In case you missed it, here's a part of my story on the Phillies team meeting Friday. You can read the rest here.
TORONTO - The visitors' clubhouse at the Rogers Centre is small, with minimal floor space between the rows of lockers that line each wall. After Friday night's game, manager Charlie Manuel stood on the carpet in the middle of the room, according to several Phillies players. He spoke passionately, but did not shout. The players sat in folding chairs in front of their lockers, most looking at Manuel and listening.
The manager had not held a team meeting since the beginning of spring training. In March, Manuel told his players to remember how they became World Series champions - by focusing only on the moment, avoiding distractions, and functioning as a cohesive unit.
He rarely addresses the group as a whole, believing that words have more power when carefully chosen. He resisted the growing urge to express his frustration until Friday night.
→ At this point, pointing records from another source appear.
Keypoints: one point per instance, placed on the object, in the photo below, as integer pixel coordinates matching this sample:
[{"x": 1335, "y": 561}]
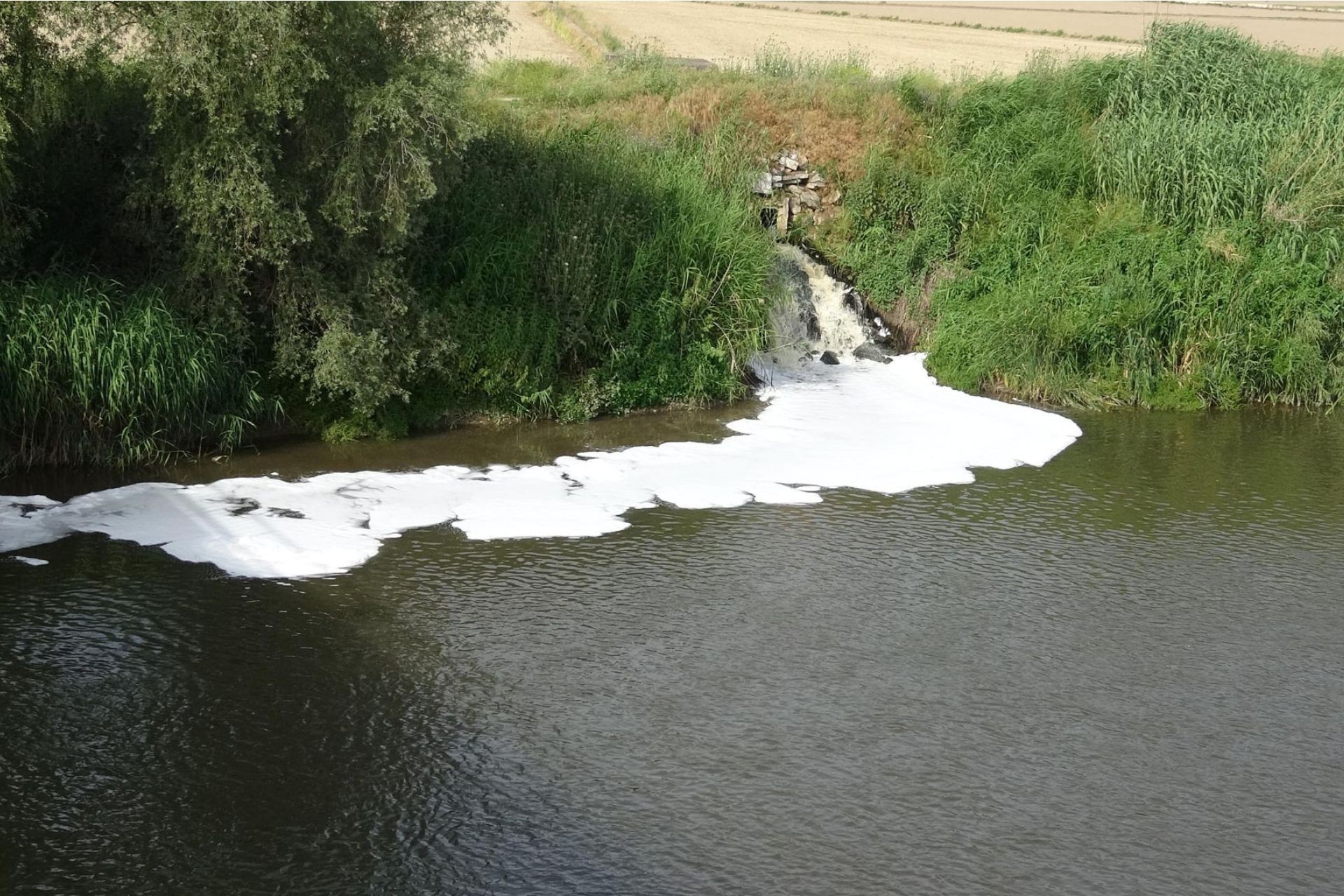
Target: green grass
[
  {"x": 93, "y": 375},
  {"x": 582, "y": 273},
  {"x": 1161, "y": 230}
]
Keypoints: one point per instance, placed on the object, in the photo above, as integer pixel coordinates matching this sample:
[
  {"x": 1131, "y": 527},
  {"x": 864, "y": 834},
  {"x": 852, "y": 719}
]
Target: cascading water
[
  {"x": 820, "y": 316},
  {"x": 846, "y": 424}
]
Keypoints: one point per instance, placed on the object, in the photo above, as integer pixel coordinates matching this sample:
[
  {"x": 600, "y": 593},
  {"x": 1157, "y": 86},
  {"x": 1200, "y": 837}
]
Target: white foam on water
[{"x": 862, "y": 425}]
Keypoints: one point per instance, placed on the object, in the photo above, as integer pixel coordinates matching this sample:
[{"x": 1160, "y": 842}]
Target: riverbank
[{"x": 1159, "y": 230}]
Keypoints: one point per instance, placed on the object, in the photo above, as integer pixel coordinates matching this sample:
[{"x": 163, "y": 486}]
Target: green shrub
[
  {"x": 580, "y": 273},
  {"x": 93, "y": 375},
  {"x": 1160, "y": 230}
]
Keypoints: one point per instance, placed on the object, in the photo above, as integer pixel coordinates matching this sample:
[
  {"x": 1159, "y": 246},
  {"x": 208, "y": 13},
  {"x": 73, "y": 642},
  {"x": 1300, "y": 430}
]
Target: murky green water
[{"x": 1121, "y": 673}]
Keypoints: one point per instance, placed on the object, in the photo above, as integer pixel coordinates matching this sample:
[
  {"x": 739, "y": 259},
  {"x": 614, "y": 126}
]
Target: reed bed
[{"x": 1163, "y": 230}]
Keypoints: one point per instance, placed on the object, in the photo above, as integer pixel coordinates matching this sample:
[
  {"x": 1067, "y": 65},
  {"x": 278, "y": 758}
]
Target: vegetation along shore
[{"x": 220, "y": 218}]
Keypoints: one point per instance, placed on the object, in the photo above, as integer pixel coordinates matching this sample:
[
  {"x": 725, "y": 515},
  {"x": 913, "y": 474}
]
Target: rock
[{"x": 870, "y": 352}]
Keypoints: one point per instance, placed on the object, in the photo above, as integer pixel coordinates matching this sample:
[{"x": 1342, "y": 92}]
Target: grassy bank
[
  {"x": 1159, "y": 230},
  {"x": 368, "y": 245},
  {"x": 402, "y": 244},
  {"x": 1164, "y": 230}
]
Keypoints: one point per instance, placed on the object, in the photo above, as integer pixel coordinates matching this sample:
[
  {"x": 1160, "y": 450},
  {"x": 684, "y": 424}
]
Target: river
[
  {"x": 797, "y": 648},
  {"x": 1123, "y": 672}
]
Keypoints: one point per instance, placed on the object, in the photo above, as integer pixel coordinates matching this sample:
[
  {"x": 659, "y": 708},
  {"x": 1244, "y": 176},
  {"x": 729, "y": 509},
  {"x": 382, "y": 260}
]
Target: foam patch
[{"x": 879, "y": 428}]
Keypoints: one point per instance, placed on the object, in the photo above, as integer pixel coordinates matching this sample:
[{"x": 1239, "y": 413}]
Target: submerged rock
[{"x": 870, "y": 352}]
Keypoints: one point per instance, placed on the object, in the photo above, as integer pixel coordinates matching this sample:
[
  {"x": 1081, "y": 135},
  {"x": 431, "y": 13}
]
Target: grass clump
[
  {"x": 582, "y": 273},
  {"x": 1161, "y": 230},
  {"x": 90, "y": 374}
]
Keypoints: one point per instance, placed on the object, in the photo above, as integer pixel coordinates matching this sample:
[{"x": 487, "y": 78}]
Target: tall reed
[{"x": 90, "y": 374}]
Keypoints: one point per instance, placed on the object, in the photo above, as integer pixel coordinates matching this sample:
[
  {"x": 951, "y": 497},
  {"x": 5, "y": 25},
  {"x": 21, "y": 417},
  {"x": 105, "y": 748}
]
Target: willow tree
[{"x": 290, "y": 148}]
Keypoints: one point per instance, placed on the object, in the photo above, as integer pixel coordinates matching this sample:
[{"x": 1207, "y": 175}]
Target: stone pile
[{"x": 796, "y": 186}]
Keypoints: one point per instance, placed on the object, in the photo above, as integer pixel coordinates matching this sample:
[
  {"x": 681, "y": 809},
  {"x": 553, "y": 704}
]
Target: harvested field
[{"x": 894, "y": 36}]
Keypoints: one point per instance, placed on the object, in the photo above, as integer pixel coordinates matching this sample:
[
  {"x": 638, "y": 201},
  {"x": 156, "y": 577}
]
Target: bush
[
  {"x": 581, "y": 273},
  {"x": 1161, "y": 230},
  {"x": 90, "y": 374}
]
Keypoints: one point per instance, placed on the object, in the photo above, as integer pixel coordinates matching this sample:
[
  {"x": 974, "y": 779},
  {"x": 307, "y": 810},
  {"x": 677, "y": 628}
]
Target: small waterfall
[
  {"x": 859, "y": 421},
  {"x": 820, "y": 317}
]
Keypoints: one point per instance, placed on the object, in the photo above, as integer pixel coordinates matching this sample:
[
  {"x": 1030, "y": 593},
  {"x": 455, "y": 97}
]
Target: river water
[
  {"x": 1119, "y": 673},
  {"x": 792, "y": 647}
]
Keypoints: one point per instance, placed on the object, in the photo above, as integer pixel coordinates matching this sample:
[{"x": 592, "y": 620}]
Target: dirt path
[
  {"x": 531, "y": 38},
  {"x": 727, "y": 34}
]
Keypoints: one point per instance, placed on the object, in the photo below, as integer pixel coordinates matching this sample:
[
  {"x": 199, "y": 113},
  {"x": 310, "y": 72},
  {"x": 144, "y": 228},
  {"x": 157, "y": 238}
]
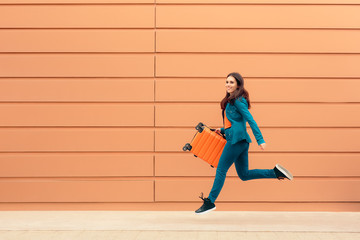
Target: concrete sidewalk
[{"x": 178, "y": 225}]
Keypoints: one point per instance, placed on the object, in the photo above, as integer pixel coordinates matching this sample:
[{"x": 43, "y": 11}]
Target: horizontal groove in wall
[{"x": 164, "y": 178}]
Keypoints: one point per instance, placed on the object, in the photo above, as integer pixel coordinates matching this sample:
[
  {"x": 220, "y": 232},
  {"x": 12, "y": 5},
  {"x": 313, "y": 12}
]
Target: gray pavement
[{"x": 178, "y": 225}]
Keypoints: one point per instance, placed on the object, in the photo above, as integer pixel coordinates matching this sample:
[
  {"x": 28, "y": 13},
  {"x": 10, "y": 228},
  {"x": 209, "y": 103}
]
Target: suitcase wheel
[
  {"x": 187, "y": 147},
  {"x": 199, "y": 127}
]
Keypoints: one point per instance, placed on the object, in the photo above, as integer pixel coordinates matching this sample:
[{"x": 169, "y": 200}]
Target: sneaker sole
[
  {"x": 206, "y": 211},
  {"x": 284, "y": 171}
]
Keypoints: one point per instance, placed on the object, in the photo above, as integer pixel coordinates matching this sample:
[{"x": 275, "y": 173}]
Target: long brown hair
[{"x": 239, "y": 92}]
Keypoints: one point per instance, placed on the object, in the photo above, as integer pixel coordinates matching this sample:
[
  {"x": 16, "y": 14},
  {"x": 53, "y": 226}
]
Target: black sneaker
[
  {"x": 208, "y": 206},
  {"x": 282, "y": 173}
]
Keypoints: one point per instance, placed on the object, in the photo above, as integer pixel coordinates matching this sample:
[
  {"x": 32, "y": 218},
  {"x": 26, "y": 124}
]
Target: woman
[{"x": 235, "y": 112}]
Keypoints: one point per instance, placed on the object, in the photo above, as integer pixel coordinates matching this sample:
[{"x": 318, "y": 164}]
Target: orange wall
[{"x": 97, "y": 99}]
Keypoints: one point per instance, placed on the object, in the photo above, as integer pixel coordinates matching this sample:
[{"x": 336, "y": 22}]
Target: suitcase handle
[{"x": 200, "y": 128}]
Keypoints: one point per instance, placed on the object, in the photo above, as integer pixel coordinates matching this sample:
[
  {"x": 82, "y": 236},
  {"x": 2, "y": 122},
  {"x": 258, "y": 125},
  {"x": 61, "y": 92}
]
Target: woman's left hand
[{"x": 263, "y": 146}]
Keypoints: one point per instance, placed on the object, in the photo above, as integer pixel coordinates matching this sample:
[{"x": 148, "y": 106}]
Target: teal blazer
[{"x": 238, "y": 114}]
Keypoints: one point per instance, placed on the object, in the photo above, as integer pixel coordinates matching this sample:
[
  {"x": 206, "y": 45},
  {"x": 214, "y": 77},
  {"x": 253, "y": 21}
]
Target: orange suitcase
[{"x": 206, "y": 145}]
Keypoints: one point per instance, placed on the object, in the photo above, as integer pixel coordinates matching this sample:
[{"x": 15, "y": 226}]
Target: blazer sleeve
[{"x": 242, "y": 106}]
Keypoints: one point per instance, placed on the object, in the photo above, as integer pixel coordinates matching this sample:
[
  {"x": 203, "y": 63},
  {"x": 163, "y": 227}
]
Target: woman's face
[{"x": 231, "y": 84}]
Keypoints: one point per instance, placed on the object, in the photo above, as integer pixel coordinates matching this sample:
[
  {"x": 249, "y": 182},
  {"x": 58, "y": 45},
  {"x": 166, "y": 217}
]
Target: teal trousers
[{"x": 237, "y": 153}]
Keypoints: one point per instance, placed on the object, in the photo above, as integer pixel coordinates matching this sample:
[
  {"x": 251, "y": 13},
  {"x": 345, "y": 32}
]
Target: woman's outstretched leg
[{"x": 242, "y": 168}]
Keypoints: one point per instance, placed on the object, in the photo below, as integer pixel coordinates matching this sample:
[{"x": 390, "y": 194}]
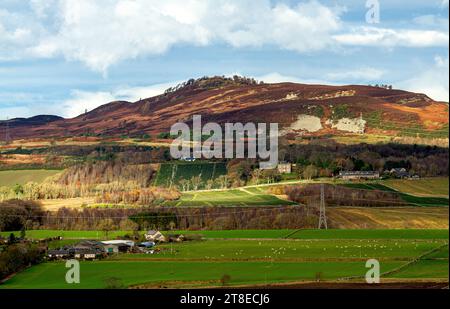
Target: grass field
[
  {"x": 13, "y": 177},
  {"x": 259, "y": 234},
  {"x": 371, "y": 234},
  {"x": 243, "y": 197},
  {"x": 329, "y": 255},
  {"x": 425, "y": 201},
  {"x": 171, "y": 173},
  {"x": 421, "y": 187},
  {"x": 179, "y": 273},
  {"x": 41, "y": 234}
]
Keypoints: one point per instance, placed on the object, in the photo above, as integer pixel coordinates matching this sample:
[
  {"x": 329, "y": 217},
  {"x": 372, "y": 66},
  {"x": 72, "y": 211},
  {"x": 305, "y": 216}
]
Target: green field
[
  {"x": 171, "y": 173},
  {"x": 413, "y": 200},
  {"x": 13, "y": 177},
  {"x": 257, "y": 234},
  {"x": 257, "y": 261},
  {"x": 370, "y": 234},
  {"x": 421, "y": 187},
  {"x": 293, "y": 250},
  {"x": 190, "y": 273},
  {"x": 243, "y": 197},
  {"x": 41, "y": 234}
]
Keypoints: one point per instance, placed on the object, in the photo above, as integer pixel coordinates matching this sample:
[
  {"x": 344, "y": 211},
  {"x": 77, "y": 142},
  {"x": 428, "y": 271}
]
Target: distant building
[
  {"x": 284, "y": 167},
  {"x": 155, "y": 236},
  {"x": 399, "y": 172},
  {"x": 147, "y": 244},
  {"x": 188, "y": 159},
  {"x": 58, "y": 254},
  {"x": 354, "y": 175},
  {"x": 176, "y": 238}
]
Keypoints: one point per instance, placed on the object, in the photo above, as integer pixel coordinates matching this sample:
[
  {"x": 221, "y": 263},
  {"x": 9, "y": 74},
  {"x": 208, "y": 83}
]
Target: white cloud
[
  {"x": 361, "y": 74},
  {"x": 86, "y": 100},
  {"x": 382, "y": 37},
  {"x": 433, "y": 81},
  {"x": 102, "y": 33}
]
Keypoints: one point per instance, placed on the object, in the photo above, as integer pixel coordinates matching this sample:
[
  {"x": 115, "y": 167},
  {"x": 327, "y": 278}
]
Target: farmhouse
[
  {"x": 176, "y": 238},
  {"x": 399, "y": 172},
  {"x": 155, "y": 236},
  {"x": 147, "y": 244},
  {"x": 353, "y": 175},
  {"x": 88, "y": 250},
  {"x": 116, "y": 246},
  {"x": 284, "y": 167},
  {"x": 59, "y": 254}
]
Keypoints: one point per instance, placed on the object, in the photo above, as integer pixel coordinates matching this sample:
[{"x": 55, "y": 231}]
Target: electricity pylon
[
  {"x": 323, "y": 214},
  {"x": 7, "y": 134}
]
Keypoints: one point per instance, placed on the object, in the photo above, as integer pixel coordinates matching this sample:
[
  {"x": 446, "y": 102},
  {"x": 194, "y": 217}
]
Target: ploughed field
[
  {"x": 260, "y": 257},
  {"x": 10, "y": 178}
]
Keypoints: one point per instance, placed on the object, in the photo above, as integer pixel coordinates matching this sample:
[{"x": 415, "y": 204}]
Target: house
[
  {"x": 88, "y": 250},
  {"x": 176, "y": 238},
  {"x": 354, "y": 175},
  {"x": 284, "y": 167},
  {"x": 147, "y": 244},
  {"x": 155, "y": 236},
  {"x": 188, "y": 159},
  {"x": 116, "y": 246},
  {"x": 399, "y": 172},
  {"x": 59, "y": 254}
]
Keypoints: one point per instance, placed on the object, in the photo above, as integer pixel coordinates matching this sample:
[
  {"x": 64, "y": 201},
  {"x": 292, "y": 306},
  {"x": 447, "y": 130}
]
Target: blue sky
[{"x": 64, "y": 56}]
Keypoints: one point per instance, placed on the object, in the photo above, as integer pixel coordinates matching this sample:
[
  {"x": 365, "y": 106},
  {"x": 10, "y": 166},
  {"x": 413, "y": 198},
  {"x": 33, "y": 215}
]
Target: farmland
[
  {"x": 12, "y": 177},
  {"x": 388, "y": 217},
  {"x": 425, "y": 201},
  {"x": 421, "y": 187},
  {"x": 238, "y": 197},
  {"x": 171, "y": 173},
  {"x": 310, "y": 254}
]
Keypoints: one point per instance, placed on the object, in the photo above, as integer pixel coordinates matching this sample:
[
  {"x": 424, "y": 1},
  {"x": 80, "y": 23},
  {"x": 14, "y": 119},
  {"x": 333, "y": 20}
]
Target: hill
[{"x": 300, "y": 109}]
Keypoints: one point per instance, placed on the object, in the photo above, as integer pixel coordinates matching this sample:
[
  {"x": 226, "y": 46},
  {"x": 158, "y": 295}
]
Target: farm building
[
  {"x": 155, "y": 236},
  {"x": 88, "y": 250},
  {"x": 116, "y": 246},
  {"x": 59, "y": 254},
  {"x": 284, "y": 167},
  {"x": 176, "y": 238},
  {"x": 147, "y": 244},
  {"x": 353, "y": 175},
  {"x": 399, "y": 172}
]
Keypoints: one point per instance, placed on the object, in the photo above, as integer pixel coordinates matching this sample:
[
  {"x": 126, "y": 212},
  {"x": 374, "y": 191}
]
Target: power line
[{"x": 323, "y": 215}]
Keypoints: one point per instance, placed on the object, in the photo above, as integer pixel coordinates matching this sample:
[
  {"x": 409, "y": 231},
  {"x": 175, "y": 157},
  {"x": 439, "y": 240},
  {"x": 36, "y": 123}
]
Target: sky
[{"x": 62, "y": 57}]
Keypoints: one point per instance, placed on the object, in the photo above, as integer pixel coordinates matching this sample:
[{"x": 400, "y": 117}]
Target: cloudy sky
[{"x": 64, "y": 56}]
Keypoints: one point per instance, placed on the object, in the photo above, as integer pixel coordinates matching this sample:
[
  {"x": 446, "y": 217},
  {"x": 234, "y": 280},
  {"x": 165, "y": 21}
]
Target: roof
[
  {"x": 119, "y": 242},
  {"x": 58, "y": 251},
  {"x": 359, "y": 173},
  {"x": 147, "y": 244},
  {"x": 152, "y": 232}
]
Before that night's game, Manuel said that berating professional athletes rarely achieves the desired result. He admitted that he still was looking for the right strategy to address the Phillies' poor play as the team lost 11 of 13 games. They hadn't just been losing. They also were playing sloppy defense, carelessly wasting at-bats, running the bases mindlessly, and pitching ineffectively.
Friday's game was especially difficult for Manuel. He watched Toronto starter Ricky Romero no-hit his team through six innings, a tough spectacle for the old hitting coach to endure. He saw the usually reserved Chase Utley bark at an umpire for the second night in a row, and saw Cole Hamels ejected at the end of a disappointing start.
Finally, he noticed that his players were perhaps taking their losing streak too lightly. Manuel does not mind levity in the clubhouse, even after a loss. He likes a loose team. But he didn't think that the joking he had seen lately was appropriate, considering how badly the Phillies were playing. He decided it was time for a meeting.
The Phils' clubhouse remained closed for 20 minutes after the game, double the usual time. When the doors opened, several players were willing to discuss the state of the team, but Manuel's speech remained an internal matter.
Interviews yesterday morning offered a better glimpse. According to several players and others with knowledge of the meeting, Manuel addressed the team for about 10 minutes. General manager Ruben Amaro Jr. was in the clubhouse, but not an active participant in the meeting, a player said.
The manager stood in the middle of the room.
"It was nothing too dramatic," one player said. "He told us we were better than this."